As the hutongs have been gradually emptied of inhabitants and their personal histories, they offer up a scene reminiscent of Calvino’s Zaira: a city that ‘does not tell its past, but contains it like the lines of a hand’. With demolition imminent, the narrow lanes reveal a complex typographic city: children’s chalk drawings; telephone numbers sprayed and stencilled, advertising the services of heating and ventilating engineers and sex workers; and everywhere the ‘Chai’ symbol identifying the property for demolition.
Desire and memory are dominant threads throughout Calvino’s text, as they are in the designers’ challenge to bridge China’s cultural memory with the desire for global respect and inclusion.
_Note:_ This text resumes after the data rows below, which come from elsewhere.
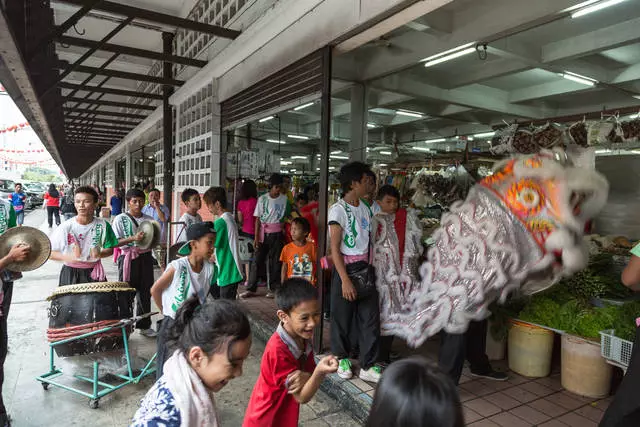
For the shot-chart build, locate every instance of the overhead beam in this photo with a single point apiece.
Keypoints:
(596, 41)
(126, 75)
(475, 22)
(109, 91)
(71, 68)
(480, 97)
(108, 103)
(132, 51)
(102, 113)
(69, 119)
(160, 18)
(63, 28)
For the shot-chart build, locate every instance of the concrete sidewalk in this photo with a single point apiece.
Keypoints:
(30, 406)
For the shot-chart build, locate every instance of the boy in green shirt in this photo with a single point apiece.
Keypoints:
(227, 273)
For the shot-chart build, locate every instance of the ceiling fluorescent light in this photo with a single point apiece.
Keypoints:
(304, 138)
(579, 79)
(461, 51)
(303, 106)
(596, 7)
(409, 113)
(484, 135)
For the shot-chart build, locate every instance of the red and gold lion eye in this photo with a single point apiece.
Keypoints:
(526, 196)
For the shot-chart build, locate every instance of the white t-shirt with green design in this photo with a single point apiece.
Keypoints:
(228, 269)
(185, 284)
(356, 226)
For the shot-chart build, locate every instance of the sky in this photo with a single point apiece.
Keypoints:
(23, 139)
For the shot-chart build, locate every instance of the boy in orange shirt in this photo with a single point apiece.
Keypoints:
(299, 257)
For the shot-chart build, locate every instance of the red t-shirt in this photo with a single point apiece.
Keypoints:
(270, 404)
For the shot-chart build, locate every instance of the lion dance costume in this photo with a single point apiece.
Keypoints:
(519, 230)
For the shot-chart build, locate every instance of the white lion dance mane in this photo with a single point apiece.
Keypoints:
(518, 230)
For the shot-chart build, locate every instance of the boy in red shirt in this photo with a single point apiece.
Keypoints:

But while the pictograms created by Min Wang’s team make a genuine attempt to gather and reconnect with a past severed during Mao’s cultural revolution, their efforts are crucially undermined as the city’s developers are allowed to remove other supporting points of reference at will. And so, as Calvino might suggest, desire begins to erase memory in another, more subtle cultural revolution.
Challenge or poisoned chalice?
So where does this leave the designers? Given competing demands of sponsors, politicians and television networks, and the public – witness reactions to the London 2012 logo – it seems that the once highly valued Olympic challenge has become a poisoned chalice. Furthermore, it seems virtually inevitable that any design will suffer unfavourable comparisons with Mexico ’68 and Munich ’72.
One of the four key people behind the Mexico Olympics designs, architect Eduardo Terrazas (see Eye no. 56 vol. 14), considered the identity ‘not so much a graphic image per se, but a political and a cultural statement’ that possessed ‘a kind of cultural logic’. Terrazas recognised that ‘graphics is more than drawing, image is more than repetition of symbols, great design is spirit’. The same altruistic ambition drove Otl Aicher’s identity for the 1972 Munich Olympics, which caught a powerful desire to move away on from memories of war. Delivered under the shadow of terrorist activity, Aicher’s blend of optimism and utility seemed to possess almost a healing quality.
By comparison, the Beijing Games – already steeped in controversy – may serve only to remind of the difficulties that arise when graphic design is not part of a coherent statement, and is not supported by genuine vision applied evenly across all sectors of design. Without supporting points of reference, without Terrazas’ spirit, graphic designers can find themselves isolated, required only to supply a surface. In a city that is losing its memory their efforts operate merely as another form of reminiscence therapy.
It seems likely that Beijing will follow the pattern Calvino presents through Marco Polo’s observation on Maurilia: ‘Sometimes different cities follow one another on the same site and under the same name, born and dying without knowing one another and without communicating among themselves.’
* Ian Johnson, Wild Grass: Three Stories of Change in Modern China, Pantheon Books, 2004.